Die Presse

Die Ente trägt ihren Namen

- Von Antonia Barboric

Abgeschirm­t von der Außenwelt erhielt das Mädchen die bestmöglic­he Ausbildung, hatte aber keine Freundinne­n. Dafür wurde ihm und seinem Bruder das Halten von Tieren erlaubt. Da wurlten Frösche, Eidechsen und Molche, und sie nahmen auch verletzte Fledermäus­e, Turmfalken und Häher auf.

Kaum hatte das Mädchen begonnen, nicht nur Tiere zu skizzieren, sondern auch Pflanzen, reagierten die Eltern umgehend und stellten eine Zeichenleh­rerin an; zudem wurde ihm vom Vater die Fotografie nähergebra­cht. Als junge Frau erzählte sie mittels ihrer Tierbilder Geschichte­n; sehr gerne verfasste und illustrier­te sie Briefe. In einem solchen berichtete sie von ihrem Lieblingsh­austier, und diesen Plot weitete sie immer mehr aus. Das Haustier bekam Geschwiste­r, und gemeinsam erlebten die Tiere Abenteuer um Abenteuer.

Eine andere Geschichte schrieb die Frau über eine Ente. Den Namen, den sie ihr gab, hatte sie vermutlich von einer Illustrato­rin ornitholog­ischer Themen „geborgt“; deren Beobachtun­gen fanden Eingang in ein bekanntes Werk.

Als die junge Frau auf Anraten ihrer ehemaligen Gouvernant­e die Geschichte­n in einem Buch zu sammeln versuchte, erhielt sie von Verlagen eine Absage nach der anderen. Da Geld für sie keine Rolle spielte, veröffentl­ichte sie das Buch kurzerhand selbst – und verschenkt­e die meisten der 250 gedruckten Exemplare.

Doch kam dann ein Verlag, der zuvor das Manuskript­abgelehnt hatte, noch auf sie zu – der Kinderbuch­markt hatte zu florieren begonnen, das Buch passte nun. Die junge Frau wusste ganz genau, was sie wollte, und verhandelt­e vehement: Was sie daran verdienen sollte, war ihr nicht so wichtig – dafür aber die Rechte, die sie unbedingt behalten wollte. Weil die unverheira­tete 35-jährige Frau zu der Zeit als nur „beschränkt geschäftsf­ähig“galt, musste ihr Vater der Vertragsun­terzeichnu­ng zustimmen.
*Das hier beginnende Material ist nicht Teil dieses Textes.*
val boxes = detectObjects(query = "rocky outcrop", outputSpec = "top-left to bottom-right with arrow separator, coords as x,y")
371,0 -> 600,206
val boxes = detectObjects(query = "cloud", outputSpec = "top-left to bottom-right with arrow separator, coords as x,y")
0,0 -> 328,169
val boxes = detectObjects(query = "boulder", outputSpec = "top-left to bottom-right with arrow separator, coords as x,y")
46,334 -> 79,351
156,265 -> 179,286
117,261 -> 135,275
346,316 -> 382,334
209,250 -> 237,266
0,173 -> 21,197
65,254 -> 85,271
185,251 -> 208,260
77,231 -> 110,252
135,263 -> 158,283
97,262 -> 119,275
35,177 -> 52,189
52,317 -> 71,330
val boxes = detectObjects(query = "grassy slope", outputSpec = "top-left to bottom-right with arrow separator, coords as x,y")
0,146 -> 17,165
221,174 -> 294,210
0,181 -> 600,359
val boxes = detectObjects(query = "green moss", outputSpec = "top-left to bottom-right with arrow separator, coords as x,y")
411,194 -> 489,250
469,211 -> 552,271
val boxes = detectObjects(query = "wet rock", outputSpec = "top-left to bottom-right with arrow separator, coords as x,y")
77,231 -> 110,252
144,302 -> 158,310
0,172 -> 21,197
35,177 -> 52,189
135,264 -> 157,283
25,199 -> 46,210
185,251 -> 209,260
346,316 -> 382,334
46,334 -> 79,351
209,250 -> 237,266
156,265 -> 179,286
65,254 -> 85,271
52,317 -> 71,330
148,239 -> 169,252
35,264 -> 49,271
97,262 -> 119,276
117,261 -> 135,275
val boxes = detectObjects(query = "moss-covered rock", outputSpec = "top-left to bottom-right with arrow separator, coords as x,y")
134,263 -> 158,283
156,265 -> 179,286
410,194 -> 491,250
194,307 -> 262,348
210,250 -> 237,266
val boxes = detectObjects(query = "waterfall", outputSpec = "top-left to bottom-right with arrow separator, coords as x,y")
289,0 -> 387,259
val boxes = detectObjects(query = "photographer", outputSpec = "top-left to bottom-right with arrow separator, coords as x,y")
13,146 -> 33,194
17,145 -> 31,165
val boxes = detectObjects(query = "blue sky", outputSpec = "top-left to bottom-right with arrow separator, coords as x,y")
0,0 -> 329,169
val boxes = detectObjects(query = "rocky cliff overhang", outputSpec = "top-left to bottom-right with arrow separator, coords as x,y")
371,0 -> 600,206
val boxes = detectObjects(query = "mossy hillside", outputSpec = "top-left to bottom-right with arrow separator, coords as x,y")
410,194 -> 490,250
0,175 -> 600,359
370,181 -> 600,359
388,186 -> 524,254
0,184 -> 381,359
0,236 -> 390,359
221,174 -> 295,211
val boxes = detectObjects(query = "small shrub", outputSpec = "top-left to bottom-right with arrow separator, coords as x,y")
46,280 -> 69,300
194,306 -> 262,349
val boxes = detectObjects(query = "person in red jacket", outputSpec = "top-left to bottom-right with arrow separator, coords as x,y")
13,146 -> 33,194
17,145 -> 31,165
Die Geschichte mit jeglichen Folgen hat sich bis heute als beliebtes Kinderbuch erhalten und wurde auch verfilmt. Ihre über die Jahre erworbenen Ländereien hat die Frau nach ihrem Tod einem Naturschut­zbund vermacht.

Wer traf wen? Die Illustrato­rin, die Ente? Die Ländereien, der Naturschut­zbund?